14 Aralık 2019
17:00
İçerisinde bulunduğumuz mevcut dönem insani yönü zayıf, değerlerden mahrum bir ekonomik anlayışın hâkim olduğu zaman dilimidir. Hâkim iktisat anlayışı olan neoliberalizmin, son yüzyılda krizleri insani olmayan mali-iktisadi yöntemlerle aştığını müşahede ediyoruz.2008 krizi bu anlayışın sorgulanması noktasında milat olarak kabul edilir. Bu noktada İslam dünyası, asırlardır oluşmuş bir iktisat müktesebatının temsilcileri olarak yeni bir anlayış önermekle yola çıktılar. Nasılki hakim paradigma rasyonalist davranıp sermayeyi önceliyorsa tersi olarak da İslam iktisat anlayışı insanı odak noktasına alır ve vahiy temelli bir anlayış inşaa etmeyi gaye edinir. Böylece İslam dünyası tarafından, ayakları yere basan yeni bir iktisat yaklaşımı oluşturulacaksa iktisat bizatihi İslami bir kavram olduğu için ondan hareketle oluşturulmalı ve yeni bir zihin üzerinden geliştirilmelidir. İslam iktisadı, iktisadi problemleri İslamî bir bakış açısı ile değerlendirmekte bu da iktisadı, İslamî bir toplumsal düzen ve tasavvurla uyumlu hâle getiren kurucu ve yenilikçi bir anlayışın ifadesi kılmaktadır.
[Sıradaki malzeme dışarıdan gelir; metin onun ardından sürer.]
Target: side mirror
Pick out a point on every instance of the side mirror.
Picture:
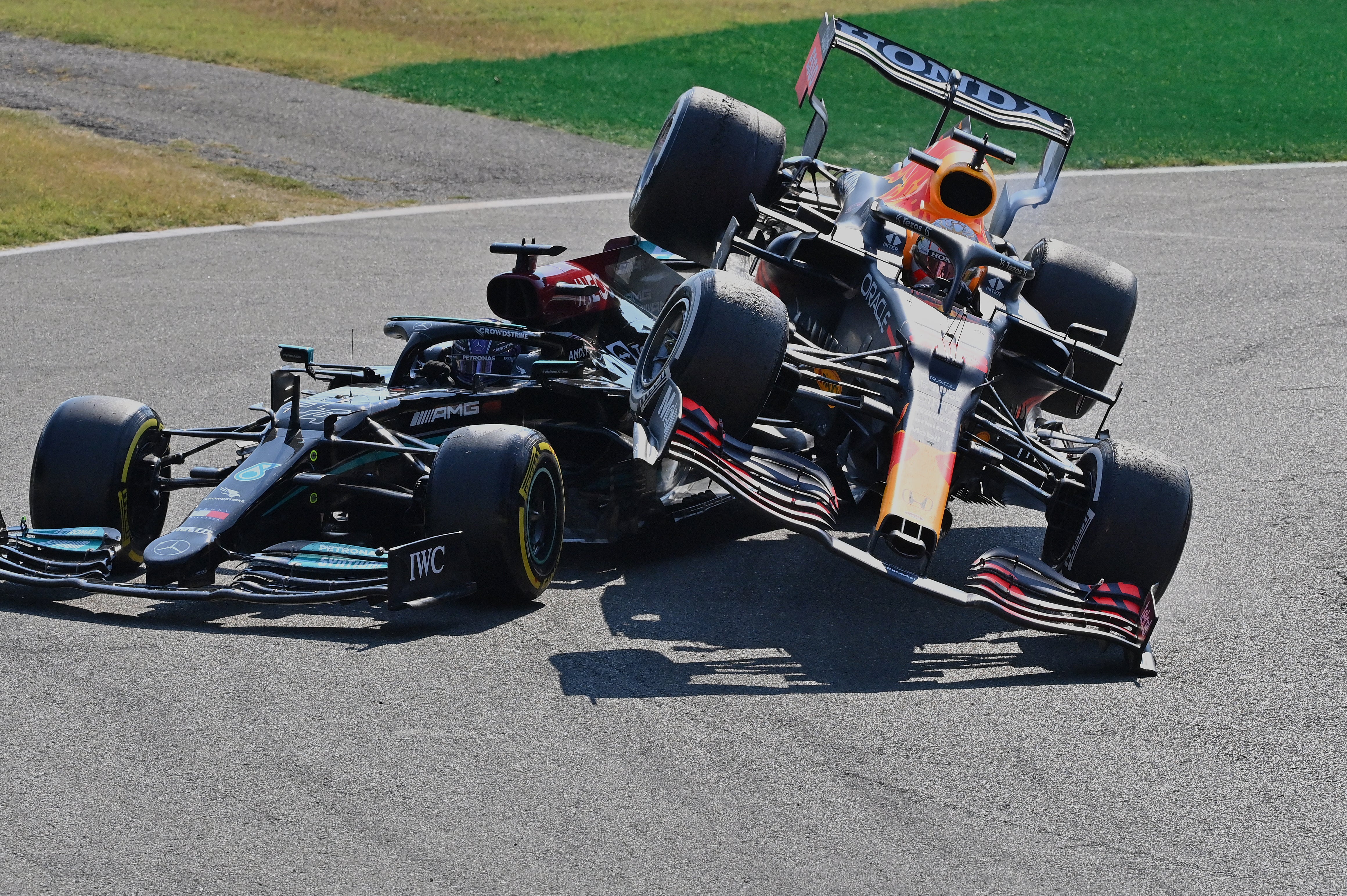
(297, 354)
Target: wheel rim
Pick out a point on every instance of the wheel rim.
(542, 516)
(665, 341)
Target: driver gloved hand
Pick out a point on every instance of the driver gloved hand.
(438, 372)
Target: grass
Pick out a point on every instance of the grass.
(61, 183)
(1147, 83)
(336, 39)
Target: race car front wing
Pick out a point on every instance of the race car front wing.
(1020, 590)
(298, 572)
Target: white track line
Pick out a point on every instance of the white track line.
(584, 197)
(308, 220)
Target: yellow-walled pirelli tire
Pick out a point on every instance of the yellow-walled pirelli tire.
(502, 486)
(88, 472)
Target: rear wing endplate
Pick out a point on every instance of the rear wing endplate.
(933, 80)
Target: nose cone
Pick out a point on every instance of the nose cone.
(186, 556)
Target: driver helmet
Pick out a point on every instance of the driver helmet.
(473, 358)
(930, 264)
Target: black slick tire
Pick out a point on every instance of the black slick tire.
(1131, 524)
(502, 486)
(712, 154)
(1073, 286)
(85, 473)
(721, 338)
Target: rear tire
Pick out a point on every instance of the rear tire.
(1073, 286)
(1132, 524)
(502, 486)
(85, 473)
(721, 338)
(712, 154)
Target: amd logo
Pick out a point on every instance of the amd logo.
(426, 563)
(445, 412)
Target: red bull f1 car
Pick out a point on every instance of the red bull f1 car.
(788, 334)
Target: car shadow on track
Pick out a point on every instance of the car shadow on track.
(359, 626)
(778, 615)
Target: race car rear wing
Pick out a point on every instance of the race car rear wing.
(952, 89)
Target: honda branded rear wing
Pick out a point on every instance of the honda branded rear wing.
(953, 89)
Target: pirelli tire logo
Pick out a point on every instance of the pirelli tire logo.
(446, 412)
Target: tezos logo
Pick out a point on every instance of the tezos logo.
(255, 473)
(445, 412)
(426, 563)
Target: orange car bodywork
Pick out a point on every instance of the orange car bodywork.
(919, 477)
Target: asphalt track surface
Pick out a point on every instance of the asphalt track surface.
(708, 713)
(355, 143)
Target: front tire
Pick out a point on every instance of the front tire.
(712, 154)
(87, 473)
(1132, 523)
(502, 486)
(1073, 286)
(721, 338)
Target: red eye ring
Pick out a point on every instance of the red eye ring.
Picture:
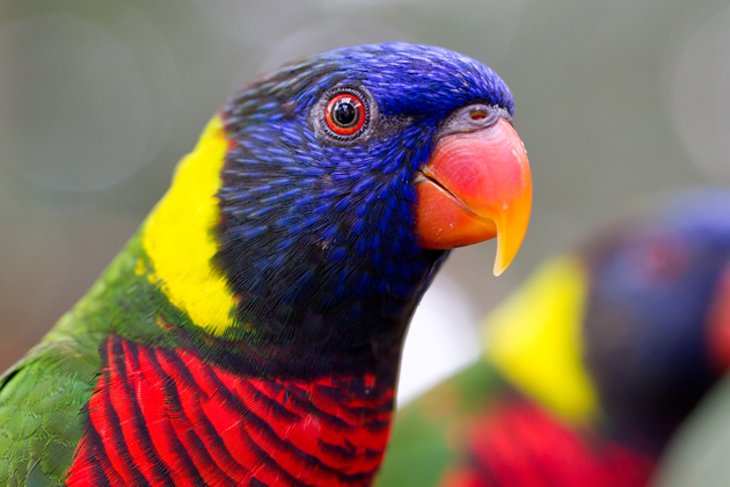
(345, 114)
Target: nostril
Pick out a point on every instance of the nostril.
(478, 114)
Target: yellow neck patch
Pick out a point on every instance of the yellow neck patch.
(179, 240)
(534, 338)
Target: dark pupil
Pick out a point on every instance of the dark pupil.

Böylece iç içe geçmiş iki kavramın uyumlu çalışması geleneksel ekonominin toplumda oluşturduğu tahribatı kapatma noktasında gayet hızlı çalışacaktır. Fakat hakim iktisat anlayışı eğitim, medya ve siyasetin karar mekanizmaları başta olmak üzere birçok alanda tekel olma durumunu koruyor. Düzenleyeceğimiz bu programda İslam iktisat anlayışının hem sorunları hem de baskın anlayış karşısında gelecek tasavvuru tartışılacaktır.